This is a GPU programming in OpenCL for matrix multiplication that uses two approaches.
-
Using global memory For this approach, comment out the void "kernelSource2" function (line 10) and replace "kernelSource2" with "kernelSource" when creating you program in line 151. Then, comment out the code for clSetKernelArg for "//Kernal 2" at line 191, and uncomment the code for "//Kernel 1" in line 179. Once you do this, your code should run. In this program, I measuring the time taken to complete the matrix multiplication using two methods. The time taken to perform the operation using global memory would be around 22 million nanoseconds
-
Using local memory For this approach, do the exact opposite of before.
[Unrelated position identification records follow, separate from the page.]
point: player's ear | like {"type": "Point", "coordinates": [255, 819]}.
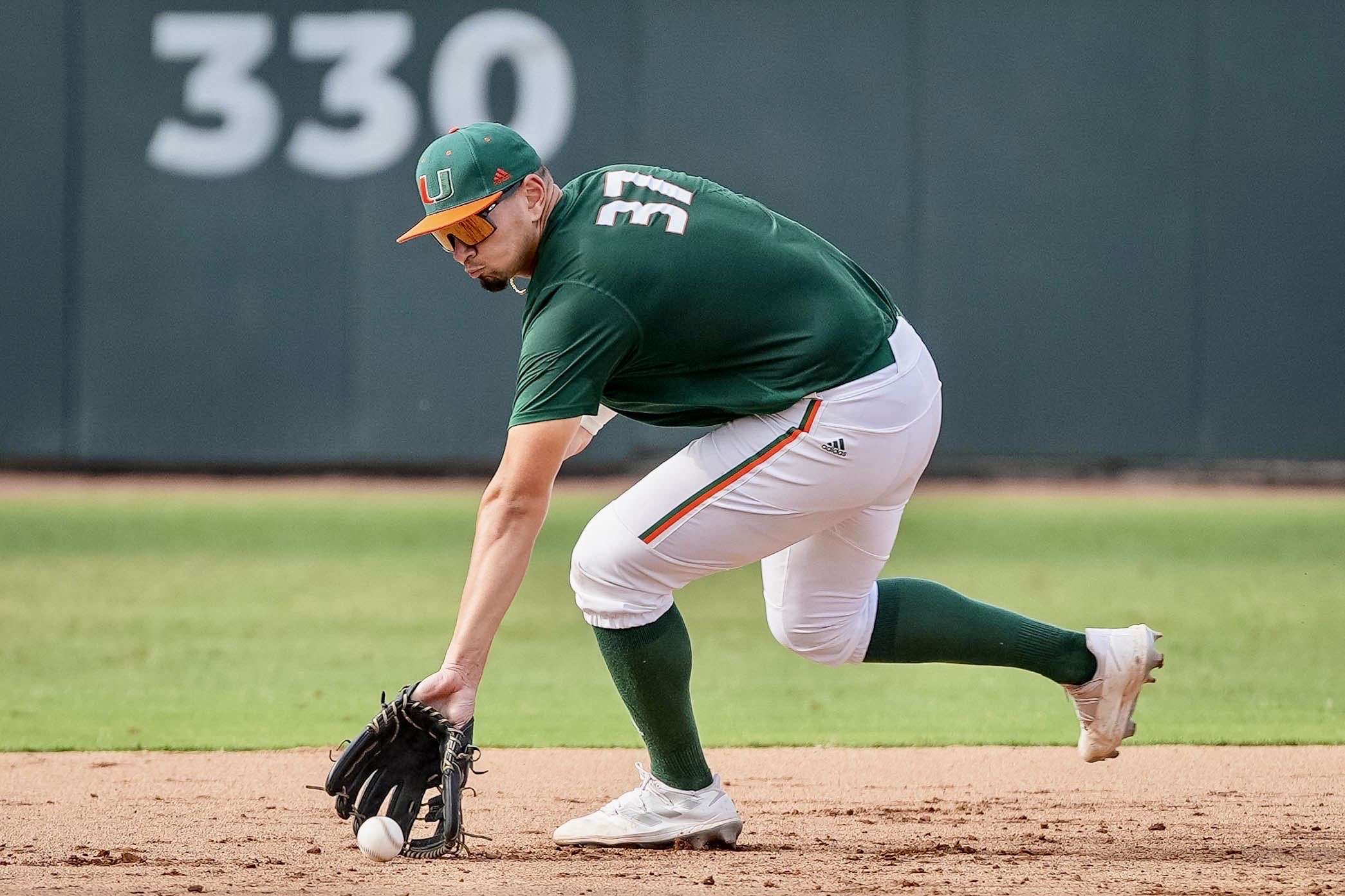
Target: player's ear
{"type": "Point", "coordinates": [534, 195]}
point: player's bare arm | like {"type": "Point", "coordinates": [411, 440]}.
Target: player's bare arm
{"type": "Point", "coordinates": [512, 513]}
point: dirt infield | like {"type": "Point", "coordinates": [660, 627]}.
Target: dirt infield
{"type": "Point", "coordinates": [957, 820]}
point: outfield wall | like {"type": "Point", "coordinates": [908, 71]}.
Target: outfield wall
{"type": "Point", "coordinates": [1118, 226]}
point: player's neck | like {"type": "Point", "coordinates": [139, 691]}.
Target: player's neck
{"type": "Point", "coordinates": [553, 195]}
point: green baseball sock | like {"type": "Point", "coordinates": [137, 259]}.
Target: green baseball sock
{"type": "Point", "coordinates": [651, 668]}
{"type": "Point", "coordinates": [922, 621]}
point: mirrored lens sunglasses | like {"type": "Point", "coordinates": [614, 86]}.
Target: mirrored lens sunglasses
{"type": "Point", "coordinates": [474, 229]}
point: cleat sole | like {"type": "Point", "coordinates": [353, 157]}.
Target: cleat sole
{"type": "Point", "coordinates": [724, 836]}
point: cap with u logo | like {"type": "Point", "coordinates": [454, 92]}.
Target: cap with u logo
{"type": "Point", "coordinates": [467, 170]}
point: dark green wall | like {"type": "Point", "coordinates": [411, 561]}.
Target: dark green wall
{"type": "Point", "coordinates": [1118, 226]}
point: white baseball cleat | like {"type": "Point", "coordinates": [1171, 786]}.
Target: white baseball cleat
{"type": "Point", "coordinates": [1106, 703]}
{"type": "Point", "coordinates": [658, 816]}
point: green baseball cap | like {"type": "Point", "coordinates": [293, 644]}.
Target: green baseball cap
{"type": "Point", "coordinates": [467, 170]}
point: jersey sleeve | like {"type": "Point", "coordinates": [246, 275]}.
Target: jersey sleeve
{"type": "Point", "coordinates": [570, 352]}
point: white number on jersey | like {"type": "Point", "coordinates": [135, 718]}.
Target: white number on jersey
{"type": "Point", "coordinates": [644, 213]}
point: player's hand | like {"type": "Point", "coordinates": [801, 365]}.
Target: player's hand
{"type": "Point", "coordinates": [451, 692]}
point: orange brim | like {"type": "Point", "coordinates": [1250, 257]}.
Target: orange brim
{"type": "Point", "coordinates": [439, 219]}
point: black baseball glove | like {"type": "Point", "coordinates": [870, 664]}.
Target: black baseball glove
{"type": "Point", "coordinates": [405, 750]}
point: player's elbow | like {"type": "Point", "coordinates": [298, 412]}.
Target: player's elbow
{"type": "Point", "coordinates": [514, 502]}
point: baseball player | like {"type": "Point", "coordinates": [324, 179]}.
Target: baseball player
{"type": "Point", "coordinates": [674, 301]}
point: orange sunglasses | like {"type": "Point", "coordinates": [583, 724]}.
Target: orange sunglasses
{"type": "Point", "coordinates": [475, 227]}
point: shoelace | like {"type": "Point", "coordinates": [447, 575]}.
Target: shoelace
{"type": "Point", "coordinates": [649, 786]}
{"type": "Point", "coordinates": [1081, 703]}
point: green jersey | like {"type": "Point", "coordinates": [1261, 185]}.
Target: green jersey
{"type": "Point", "coordinates": [678, 302]}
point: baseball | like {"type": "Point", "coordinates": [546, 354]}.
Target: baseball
{"type": "Point", "coordinates": [380, 839]}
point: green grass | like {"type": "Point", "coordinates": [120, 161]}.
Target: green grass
{"type": "Point", "coordinates": [245, 621]}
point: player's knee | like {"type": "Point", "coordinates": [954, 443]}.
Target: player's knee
{"type": "Point", "coordinates": [615, 576]}
{"type": "Point", "coordinates": [822, 628]}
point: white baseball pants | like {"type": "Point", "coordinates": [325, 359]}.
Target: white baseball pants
{"type": "Point", "coordinates": [814, 492]}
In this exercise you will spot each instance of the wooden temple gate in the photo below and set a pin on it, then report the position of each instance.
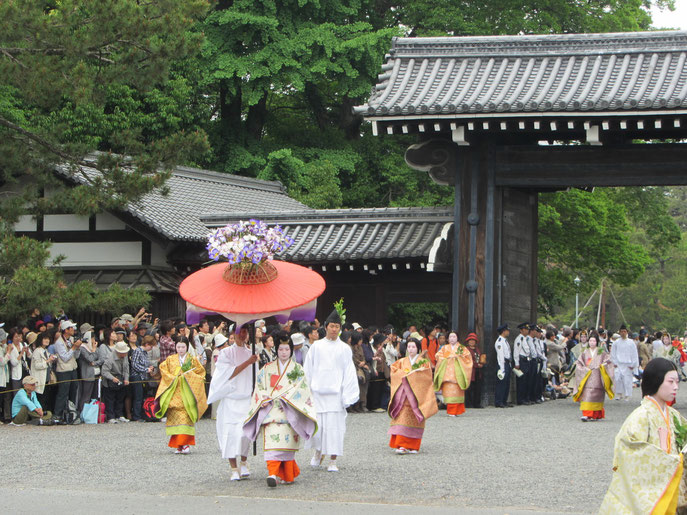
(501, 118)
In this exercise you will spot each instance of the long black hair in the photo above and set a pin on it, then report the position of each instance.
(655, 373)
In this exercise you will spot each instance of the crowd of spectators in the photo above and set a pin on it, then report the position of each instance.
(50, 367)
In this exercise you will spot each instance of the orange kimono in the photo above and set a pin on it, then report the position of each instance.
(412, 402)
(452, 376)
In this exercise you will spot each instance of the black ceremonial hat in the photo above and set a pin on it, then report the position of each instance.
(333, 318)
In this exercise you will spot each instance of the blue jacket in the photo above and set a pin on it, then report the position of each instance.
(23, 399)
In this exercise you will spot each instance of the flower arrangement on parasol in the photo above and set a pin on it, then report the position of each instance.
(248, 247)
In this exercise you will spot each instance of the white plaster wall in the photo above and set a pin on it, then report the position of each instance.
(65, 223)
(158, 255)
(121, 253)
(108, 222)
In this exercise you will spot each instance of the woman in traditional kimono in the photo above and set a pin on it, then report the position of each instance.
(181, 397)
(593, 380)
(452, 374)
(282, 408)
(412, 399)
(647, 459)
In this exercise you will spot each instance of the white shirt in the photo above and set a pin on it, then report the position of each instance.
(331, 375)
(502, 351)
(238, 387)
(624, 352)
(521, 349)
(658, 347)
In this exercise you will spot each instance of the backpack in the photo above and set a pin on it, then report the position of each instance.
(149, 409)
(70, 415)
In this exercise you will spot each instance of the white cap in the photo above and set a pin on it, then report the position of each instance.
(66, 324)
(220, 340)
(298, 338)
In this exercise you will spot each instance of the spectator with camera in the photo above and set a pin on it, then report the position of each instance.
(68, 351)
(89, 366)
(115, 376)
(140, 371)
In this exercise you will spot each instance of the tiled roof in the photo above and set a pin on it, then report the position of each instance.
(539, 74)
(154, 279)
(346, 235)
(193, 191)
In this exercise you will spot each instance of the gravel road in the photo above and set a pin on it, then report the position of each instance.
(533, 458)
Comment out the "kernelSource" function (line 43) and replace "kernelSource" with "kernelSource2" when creating you program in line 151. Then, comment out the code for clSetKernelArg for "//Kernel 1" at line 179, and uncomment the code for "//Kernel 2" in line 191. Once you do this, your code should run.The time taken to perform the operation using local memory would be around 9 million nanoseconds
So you can see that the performance increased significantly as the time taken to perform the same operation is reduced by more than half. You can play with the code and see different results. Be sure you set your local work group size more sensibly or else you can freeze your whole system and you might have to hard reset your system. Have fun!